Monday, May 23, 2011

National Narrative

I was in class yesterday, and during some down time I checked my email on yahoo.  I was using the e-podium which projected everything I was doing onto the smart board in the front of the class, so everyone could see.  The first news story that popped up was about Iran and prominently displayed the Iranian flag on the screen.  My students immediately shot in.

"Teacher, Teacher.  Iran very bad.  Very bad, teacher."

Not usually one to discuss issues that could be controversial thanks to the express warnings we've all received to that effect, I couldn't help but probe for just a bit.

"Really?  Why?" I said, playing dumb.

"Very bad, teacher.  They not Muslims.  Shia not Muslims," said one student to the immediate confirmation by everyone within ear shot.

Ignoring the grammatical mistakes I've been trying unsuccessfully for 13 weeks to correct, I continued to goad them.

"Really?"

"Yes, teacher, not Muslims.  Wallah," they continued.  "And they hate all Sunni.  They want kill all Sunni."

"Really? Why?" ever the Socratic, I said, examining further.

"They want Mecca and Medina, teacher," a wide-eyed student exclaimed, emphasizing the obviousness of the statement.

"We hate them teacher, all Shia.  All Shia very bad."

"Why?"

"They lie, teacher.  They marry prostitutes.  They think like animals."

And then I posed the final question:

"And how do you know this?"

To which they replied:

"Everybody know this, teacher."

It was the last statement that left the biggest impact.  "Everybody" they said.  There wasn't the slightest bit of doubt.  To them, these weren't even widely held opinions, they were widely known facts.  It's not hard to understand how this narrative became as pervasive as it is.  The religious clerics in this country are extremely powerful and use a great deal of that power to implement their propaganda and their narrative from the very beginning of education.  But it was the unquestioning acceptance of this narrative that was the hardest for me to understand.

I didn't have the gumption to probe any deeper, not in class.  I wanted to ask them questions like "Have you ever met any Shias?" and "What are your experiences with Shias that make you feel this way?"  I wanted to find out what stories they're told.  I wanted to ask about the the history that they learn.  I wanted to know what they're told the Shia think of them, where they think the conflict will head, if they support Saudis and other Sunnis perpetrating sectarian violence and/or governmental crackdowns on and against Shias.

In other conversations that I've had with Saudis outside of school, and from the conversations I've had with teachers who speak Arabic and who have been here much longer than I have, I've learned that the epistemological questions (those dealing with how they've arrived at their knowledge) have for the most part never been asked.  Most Saudis take whole sale what their told from an early age.  This applies to what they know about Shias as well as what they know about Jews, Israel and also the West.  As a good friend of mine puts it, you have to understand "the power dynamics in this part of the world.  Some people in the region are only now beginning to conceive of how to challenge that authority, which includes thinking for themselves, rather than following what they're told.  Other nations are more politically mature, and have demonstrated their anger by ousting their leaders.  Saudi belongs to the former, and throwing off a national narrative is not easy, but it is slowly changing."

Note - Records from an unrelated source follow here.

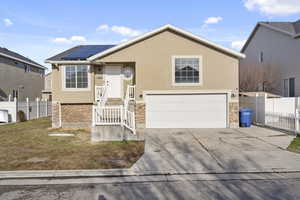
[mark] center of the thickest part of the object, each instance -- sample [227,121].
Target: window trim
[64,88]
[200,70]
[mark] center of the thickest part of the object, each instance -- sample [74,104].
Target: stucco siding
[58,94]
[153,63]
[30,84]
[280,53]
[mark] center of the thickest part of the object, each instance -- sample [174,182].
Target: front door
[113,81]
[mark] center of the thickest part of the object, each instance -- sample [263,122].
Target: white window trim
[200,71]
[75,89]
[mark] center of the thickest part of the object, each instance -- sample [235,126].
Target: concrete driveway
[216,151]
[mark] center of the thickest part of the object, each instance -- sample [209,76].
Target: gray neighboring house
[19,76]
[272,59]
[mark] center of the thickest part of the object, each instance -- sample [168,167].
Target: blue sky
[39,29]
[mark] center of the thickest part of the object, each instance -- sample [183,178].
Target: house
[19,76]
[46,92]
[272,62]
[173,79]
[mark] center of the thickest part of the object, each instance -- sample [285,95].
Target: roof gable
[161,29]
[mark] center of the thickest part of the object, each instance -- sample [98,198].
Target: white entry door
[114,81]
[186,111]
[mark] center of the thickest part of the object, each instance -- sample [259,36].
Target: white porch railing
[131,92]
[113,115]
[101,93]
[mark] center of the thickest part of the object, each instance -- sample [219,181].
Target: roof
[81,52]
[289,28]
[15,56]
[111,49]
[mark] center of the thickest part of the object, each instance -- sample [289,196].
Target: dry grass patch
[27,146]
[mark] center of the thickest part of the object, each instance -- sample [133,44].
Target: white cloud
[61,40]
[125,31]
[274,7]
[104,27]
[238,44]
[78,38]
[75,38]
[7,22]
[122,30]
[213,20]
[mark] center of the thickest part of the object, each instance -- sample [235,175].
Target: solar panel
[86,51]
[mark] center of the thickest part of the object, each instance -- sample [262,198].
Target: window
[261,57]
[289,87]
[76,76]
[187,70]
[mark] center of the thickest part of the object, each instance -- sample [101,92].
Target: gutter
[29,63]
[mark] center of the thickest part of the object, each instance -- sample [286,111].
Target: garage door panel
[186,111]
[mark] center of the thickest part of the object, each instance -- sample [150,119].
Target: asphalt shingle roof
[18,56]
[290,27]
[81,52]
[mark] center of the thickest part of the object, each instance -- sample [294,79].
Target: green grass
[27,146]
[295,145]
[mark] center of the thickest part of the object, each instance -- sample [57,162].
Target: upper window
[187,69]
[76,76]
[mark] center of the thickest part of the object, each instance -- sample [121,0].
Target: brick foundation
[76,115]
[140,110]
[233,114]
[55,115]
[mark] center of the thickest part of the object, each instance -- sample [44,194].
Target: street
[234,186]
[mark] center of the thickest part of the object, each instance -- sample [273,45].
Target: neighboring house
[19,76]
[272,61]
[179,80]
[46,92]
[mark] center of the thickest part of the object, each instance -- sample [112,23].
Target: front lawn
[27,146]
[295,145]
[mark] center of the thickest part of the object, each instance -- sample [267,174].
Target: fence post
[122,114]
[256,107]
[16,108]
[27,109]
[46,111]
[37,108]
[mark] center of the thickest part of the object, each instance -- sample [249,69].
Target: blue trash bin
[245,117]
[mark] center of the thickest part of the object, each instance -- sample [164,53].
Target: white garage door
[186,111]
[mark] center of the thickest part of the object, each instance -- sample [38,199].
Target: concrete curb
[61,174]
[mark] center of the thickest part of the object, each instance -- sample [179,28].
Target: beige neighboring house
[46,92]
[272,62]
[19,76]
[173,78]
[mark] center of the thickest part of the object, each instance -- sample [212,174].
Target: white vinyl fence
[282,113]
[32,109]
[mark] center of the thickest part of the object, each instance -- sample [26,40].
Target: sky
[39,29]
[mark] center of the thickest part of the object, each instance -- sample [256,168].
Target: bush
[21,116]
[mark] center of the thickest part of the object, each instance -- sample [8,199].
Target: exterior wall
[153,69]
[153,64]
[12,77]
[280,54]
[70,96]
[76,115]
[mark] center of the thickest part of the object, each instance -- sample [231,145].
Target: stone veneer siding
[233,114]
[140,110]
[76,115]
[55,115]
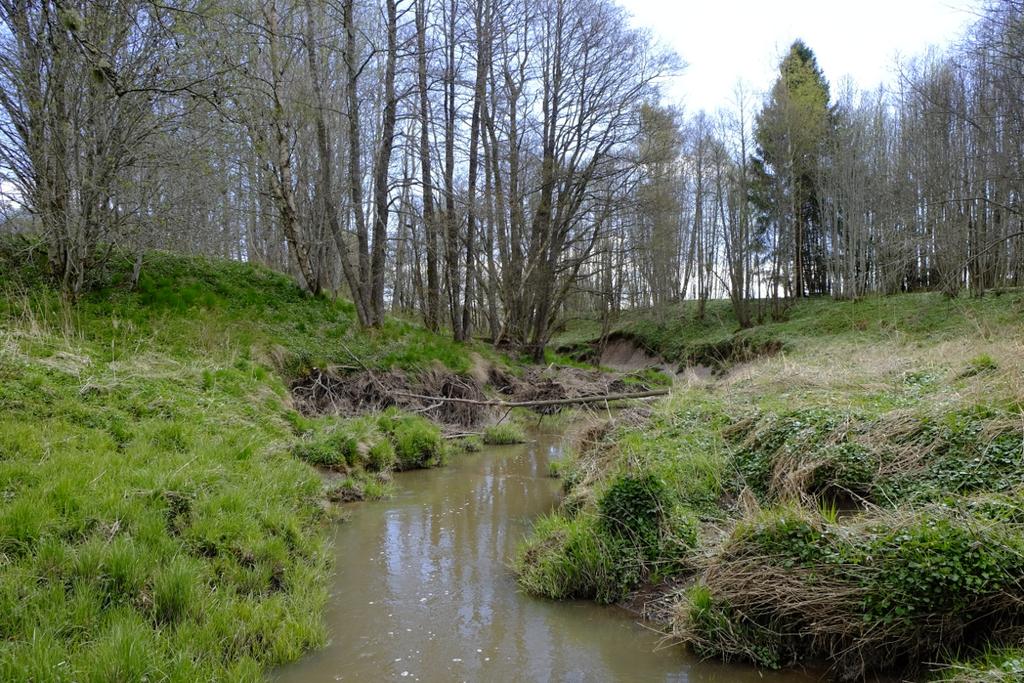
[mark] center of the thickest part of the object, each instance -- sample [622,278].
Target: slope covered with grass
[856,497]
[157,519]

It's interesting because at the same time that my students will make gross sweeping negative statements about a group like the Shias or about Israel, affirming their narrative, a few even making statements expressing fondness for Osama bin Laden, none of them have any interest whatsoever in perpetrating violence, or advocating war.  It's really as though the words in their mouth are just that, only words.  They're the words that have been put there and never questioned.  When they come out, they're only coming out as words, not from anyplace deeper, as they've never been processed on a deeper level.

As a Westerner and an educated person, I like to think that I challenge the history and the narratives that I'm presented with.  I like to think that I know how to find alternative narratives, challenge the commonly perpetrated ones, and think for myself.  Whether this is in fact the case or not might take a lifetime to reveal.  Still though, I take a certain amount of pride in my supposed freedom of thought, and seeing a society who in general buy what their sold unquestioningly makes me feel a certain amount of contempt for those in power, and empathy for those under it.  At the same time, I can see that things are starting to change in this part of the world.  I know that ideas are spreading more easily and restrictions to those ideas are more and more difficult to maintain.  But it's not an easy process.  It's one that takes generations and enormous amounts of struggle to pursue.  Only time will tell if Saudis will be begin to challenge their narratives and what the results of that challenge will be.  So we'll just have to wait and see.  But an understanding of that narrative and the forces that keep it going are essential to understanding this place, or at least beginning to.